Saturday, December 14, 2013

What Have I Done?

Oh my God, I’m stuck in LAX’s American Airlines Ambassador Lounge. Please Lord, I promise never to do whatever sinful thing had you cast me into this ring of Frequent Flyer hell.


Okay, I briefly lived here (LA, not the airport) and been here countless times, but it’s like an allergy, the more you’re exposed to the antigens, the more intense the reaction.

It’s not the people in LA that trigger this reaction, for most of the people in airport lounges are from other places, and it’s certainly not the weather (beautiful today after frigid for my stay).  I guess it’s the attitude that seems to possess all who come here on business, be it for a week, a year, or a lifetime:  I AM IMPORTANT AND YOU SHOULD KNOW ME.

Why must so many speak at pane-shaking decibel levels to a travelling companion or phonemate of matters requiring a flood of acronyms, single names, and mega-numbers in every sentence.   And if the focus of discussion is not all about The Biz, it’s about the latest software deal.  Then again, I guess today software is the entertainment world.

There is a commonality to the men in the mix: blue jeans.  Everyone wears them.  The under-thirty tend to add a tee-shirt and tennis shoes, the next decade of wearers go for the more distinguished blue oxford-cloth dress shirt, fancy leather loafers and dark-blue suit jacket.  Above forty it’s a mixed bag adding in, for some, brown shoes and dark cashmere v-necks.  But always the jeans. 

By far, the women are more eclectic in their dress.

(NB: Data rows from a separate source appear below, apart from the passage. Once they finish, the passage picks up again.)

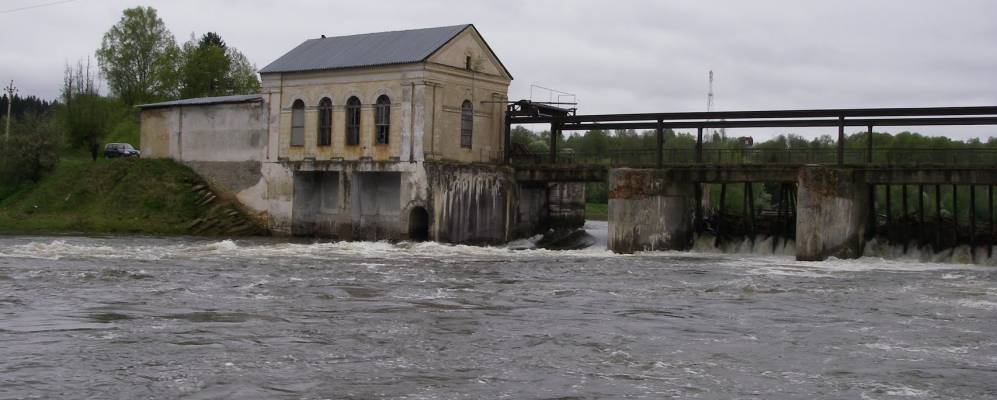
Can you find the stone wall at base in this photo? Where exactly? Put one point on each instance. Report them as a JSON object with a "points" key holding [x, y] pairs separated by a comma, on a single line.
{"points": [[832, 213], [649, 210]]}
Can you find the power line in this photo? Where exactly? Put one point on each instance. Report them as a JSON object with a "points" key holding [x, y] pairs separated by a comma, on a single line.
{"points": [[12, 10]]}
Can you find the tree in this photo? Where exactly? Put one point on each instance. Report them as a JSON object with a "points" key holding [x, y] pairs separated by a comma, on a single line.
{"points": [[32, 151], [131, 54], [85, 113], [209, 67]]}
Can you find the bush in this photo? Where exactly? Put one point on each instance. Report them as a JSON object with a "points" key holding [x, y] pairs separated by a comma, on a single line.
{"points": [[31, 151]]}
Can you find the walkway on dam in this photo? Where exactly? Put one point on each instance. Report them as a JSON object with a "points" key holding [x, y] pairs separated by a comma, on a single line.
{"points": [[656, 194]]}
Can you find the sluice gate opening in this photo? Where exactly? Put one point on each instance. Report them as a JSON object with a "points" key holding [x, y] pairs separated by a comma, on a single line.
{"points": [[760, 215], [935, 217]]}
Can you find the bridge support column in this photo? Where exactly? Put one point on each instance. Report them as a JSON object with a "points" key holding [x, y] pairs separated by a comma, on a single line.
{"points": [[649, 210], [832, 214]]}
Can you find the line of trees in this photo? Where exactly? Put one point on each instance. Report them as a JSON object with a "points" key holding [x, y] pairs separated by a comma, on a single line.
{"points": [[140, 61]]}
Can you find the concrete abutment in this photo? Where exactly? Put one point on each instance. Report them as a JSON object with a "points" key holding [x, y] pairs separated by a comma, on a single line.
{"points": [[832, 213], [649, 210]]}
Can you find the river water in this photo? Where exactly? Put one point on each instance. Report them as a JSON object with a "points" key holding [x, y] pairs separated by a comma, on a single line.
{"points": [[125, 317]]}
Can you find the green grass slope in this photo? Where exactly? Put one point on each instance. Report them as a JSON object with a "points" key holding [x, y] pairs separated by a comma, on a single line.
{"points": [[122, 196]]}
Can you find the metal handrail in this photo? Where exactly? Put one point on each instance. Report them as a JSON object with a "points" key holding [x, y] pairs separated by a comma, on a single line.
{"points": [[915, 156]]}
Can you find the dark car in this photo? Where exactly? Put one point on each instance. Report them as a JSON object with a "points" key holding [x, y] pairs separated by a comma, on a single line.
{"points": [[112, 150]]}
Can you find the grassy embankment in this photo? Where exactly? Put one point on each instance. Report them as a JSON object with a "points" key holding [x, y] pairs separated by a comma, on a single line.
{"points": [[120, 196]]}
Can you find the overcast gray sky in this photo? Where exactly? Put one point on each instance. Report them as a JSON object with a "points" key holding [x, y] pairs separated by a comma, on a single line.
{"points": [[617, 56]]}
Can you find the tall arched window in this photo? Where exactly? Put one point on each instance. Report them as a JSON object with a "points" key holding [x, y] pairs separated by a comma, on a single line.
{"points": [[353, 121], [325, 122], [382, 119], [466, 124], [298, 123]]}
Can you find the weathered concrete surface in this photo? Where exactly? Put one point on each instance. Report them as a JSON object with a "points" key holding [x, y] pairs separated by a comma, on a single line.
{"points": [[832, 212], [565, 205], [471, 204], [649, 210], [531, 215]]}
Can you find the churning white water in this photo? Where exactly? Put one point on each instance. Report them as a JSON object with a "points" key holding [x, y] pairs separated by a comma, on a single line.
{"points": [[127, 317]]}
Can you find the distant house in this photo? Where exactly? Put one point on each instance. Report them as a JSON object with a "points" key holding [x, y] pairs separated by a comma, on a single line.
{"points": [[351, 134]]}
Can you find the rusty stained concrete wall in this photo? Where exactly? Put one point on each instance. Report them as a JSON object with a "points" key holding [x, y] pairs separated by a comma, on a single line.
{"points": [[354, 200], [471, 204], [832, 213], [649, 210]]}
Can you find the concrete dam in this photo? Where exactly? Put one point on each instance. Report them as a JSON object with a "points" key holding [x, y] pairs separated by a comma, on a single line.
{"points": [[353, 139]]}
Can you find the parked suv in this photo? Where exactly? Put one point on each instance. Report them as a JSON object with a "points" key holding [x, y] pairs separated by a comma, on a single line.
{"points": [[112, 150]]}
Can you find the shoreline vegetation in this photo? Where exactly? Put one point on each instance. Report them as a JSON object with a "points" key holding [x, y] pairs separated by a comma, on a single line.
{"points": [[123, 196]]}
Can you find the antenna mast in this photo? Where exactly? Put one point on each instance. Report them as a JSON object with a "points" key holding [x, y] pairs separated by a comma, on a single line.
{"points": [[709, 107], [11, 91]]}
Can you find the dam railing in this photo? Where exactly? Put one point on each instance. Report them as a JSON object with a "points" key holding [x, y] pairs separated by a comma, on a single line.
{"points": [[891, 157], [844, 152]]}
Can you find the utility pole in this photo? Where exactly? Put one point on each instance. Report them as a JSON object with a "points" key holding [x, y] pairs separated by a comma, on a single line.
{"points": [[11, 91]]}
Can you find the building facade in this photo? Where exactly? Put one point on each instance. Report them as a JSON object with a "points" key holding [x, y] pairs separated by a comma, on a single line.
{"points": [[391, 135]]}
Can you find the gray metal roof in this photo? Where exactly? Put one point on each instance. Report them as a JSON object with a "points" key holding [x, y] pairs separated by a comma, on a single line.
{"points": [[246, 98], [365, 50]]}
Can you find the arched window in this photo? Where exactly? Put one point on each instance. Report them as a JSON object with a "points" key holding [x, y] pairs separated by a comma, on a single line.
{"points": [[382, 119], [353, 121], [466, 124], [325, 122], [298, 123]]}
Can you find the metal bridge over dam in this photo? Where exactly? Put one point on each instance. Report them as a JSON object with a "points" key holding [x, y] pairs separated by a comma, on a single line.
{"points": [[825, 199]]}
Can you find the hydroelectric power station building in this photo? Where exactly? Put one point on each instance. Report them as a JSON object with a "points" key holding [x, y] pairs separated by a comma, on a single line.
{"points": [[390, 135]]}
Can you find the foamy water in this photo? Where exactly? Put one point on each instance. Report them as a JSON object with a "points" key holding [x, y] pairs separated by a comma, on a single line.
{"points": [[125, 317]]}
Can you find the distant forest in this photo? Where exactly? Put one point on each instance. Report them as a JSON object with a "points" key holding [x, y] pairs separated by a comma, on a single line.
{"points": [[24, 105]]}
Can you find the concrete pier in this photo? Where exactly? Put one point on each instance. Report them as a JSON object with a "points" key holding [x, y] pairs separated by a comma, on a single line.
{"points": [[832, 213], [649, 210]]}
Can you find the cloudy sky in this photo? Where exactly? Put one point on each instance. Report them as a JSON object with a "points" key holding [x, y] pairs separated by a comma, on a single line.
{"points": [[616, 56]]}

Of course there are the all-black slacks, turtleneck, shoes, hair, and cat-eye frames crowd, and a couple of I-want-to-be-discovered-like-Lana-Turner-types, but by and large the woman are typical of what you see (and hear) in any airport lounge.  It’s the men who really put on the show here.  Maybe that’s why I’ve heard LA women say, “LA is a man’s town” and go on to say how much more they prefer Chicago.  Obviously they’ve never been to Pittsburgh.

Discovered at a soda fountain

I just looked up.  They’re all gone. The jeans folk have fled! Was it something I said? Maybe it was the cowboy boots.  Though I am in jeans. Aha, I’ve got it.  It must be the raincoat and fedora I carry to bridge weather ranges between -5F in Minneapolis and 75F in Houston (hopefully).  It doesn’t fit with the all’s forever sunny image of the place. Oh, well, I’ll be out soon, assuming my delayed plane to Denver ever takes off and hasn’t—like so many other visitors—decided to remain permanently in LA-LA land.

Ah, a voicemail message from American Airlines on my phone. I must have missed the ring while in my writing zone.  Time to gather up the things, check the board for the new departure gate, and mosey on out of town. But fear not LA, I’ll be back soon. There’s no place like you and….

My flight was just cancelled.



  1. Replies
    1. Yeah, I should have known better; pink, (imitation) kitty-kat fur was too much with the fedora.

  2. Cowboy boots? COWBOY BOOTS? What the hell happened to the 6-inch stiletto heels??? Sheesh. No wonder they scorned you in LA-LA! And what happens if there's a zombie break-out while you're passing through???

  3. My boots were made for walkin' and that's just what they'll do, straight over Zombies, too. You see, Everett, they're not a Tony Lama, but George Romero design.

  4. Wasn't the boots, or anything else you were wearing. Jeff, you were over 60 and in L.A.

    You were invisible.

    1. I should be so lucky. Then it wouldn't matter if the clothes fit.

  5. I think we need to see a photo of the boots in question.

    1. Luke, I'll take a photo and send it to you as I get the boots back from Lady Gaga.